Headline CPI rose 2.3% YoY in the month, above both the BoE’s own forecasts, and market expectations, albeit while still representing a chunky, and largely energy-driven, decline from the 3.2% pace seen in March. Likely of more concern to policymakers, however, given the focus on signs of inflation persistence, is the still stubbornly high rate of services inflation, with prices in said sector having risen by just shy of 6% YoY per the April data – once again, above the Bank’s forecasts.

Even if the May CPI report were to show headline inflation returning to target, and further disinflation in services prices, it seems unlikely that policymakers would take too much solace from a sole report. There is little harm, at this stage, in waiting for the August meeting, by which time another round of inflation figures would’ve been released, before pulling the trigger on the first cut.


The third, and final, reason for the BoE to hold steady comes from the labour market.

April’s employment report was an incredibly mixed bag, albeit one that sent ‘stagflationary’ signals, and one where the continued rapid pace of earnings growth is likely to cause some further consternation over the stickiness of price pressures.

Headline unemployment rose to 4.4% in the three months to April, the highest such level since September 2021, though the now-standard caveats over the unreliability of the ONS’ data collection must apply. Meanwhile, regular pay rose 6.0% YoY, unchanged from the pace seen a month prior, and continuing to represent a rate of both nominal, and real, earnings growth that is incompatible with a return to the MPC’s 2% target. Clearly, for a group of policymakers seeking to be reassured that price pressures are not becoming embedded within the economy, this is not data they would wish to see, and provides further rationale to hold rates steady this time around.


There is, besides the rate decision itself, another area of interest pertaining to the BoE at present. This relates to the recent surge in usage of the BoE’s short term repo facility; usage of which has hit a record high in 7 straight weeks, and now stands at almost £20bln, per the most recent data at the time of writing.

In short, the surge in usage of this facility, designed in 2022 to permit banks access to short-term cash, likely stems from increasingly tight funding conditions, largely stemming from the BoE’s continued programme of active gilt sales, as part of the quantitative tightening process. While no decision is due on QT at this juncture, and the lack of a press conference gives no opportunity for policymakers to explain their current thinking on this matter, it seems likely that, at the annual balance sheet review in September, the MPC decide to active sales, reverting to passive run-off of maturing gilts, in a similar manner to the QT process followed by most other G10 central banks.

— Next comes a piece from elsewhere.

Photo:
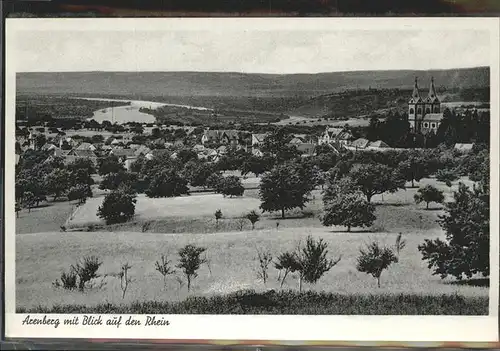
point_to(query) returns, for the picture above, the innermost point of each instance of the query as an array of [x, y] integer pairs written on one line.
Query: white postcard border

The aim here, of course, would be to prevent a significant funding squeeze within UK markets, though this issue does appear to have been encountered much sooner in the QT process than Bank officials had expected, given that gilt holdings currently stand just shy of £700bln, and Governor Bailey’s prior remarks have indicated his estimate for the “steady state” of the BoE’s balance sheet to sit somewhere between £345bln and £490bln.


In terms of markets more broadly, the June MPC meeting seems likely to be something of a non-event, with the prospect of either a rate cut, or a further dovish step, seemingly off the table. Cable, hence, looks likely to remain relatively rangebound, particularly as vol remains rather subdued across G10 FX.


For the BoE outlook at large, with a June cut now highly unlikely, the first 25bp cut looks set to be delivered at the August MPC meeting, providing incoming inflation data begins to evolve more in line with the Bank’s forecasts. Such a cut, however, is likely to be a split decision among MPC members, with further easing likely to take place at a cautious pace, with just one further cut this year, in November, the most plausible scenario.

Risks, here, however, are biased in a hawkish direction, given recent inflation and labour market outturns.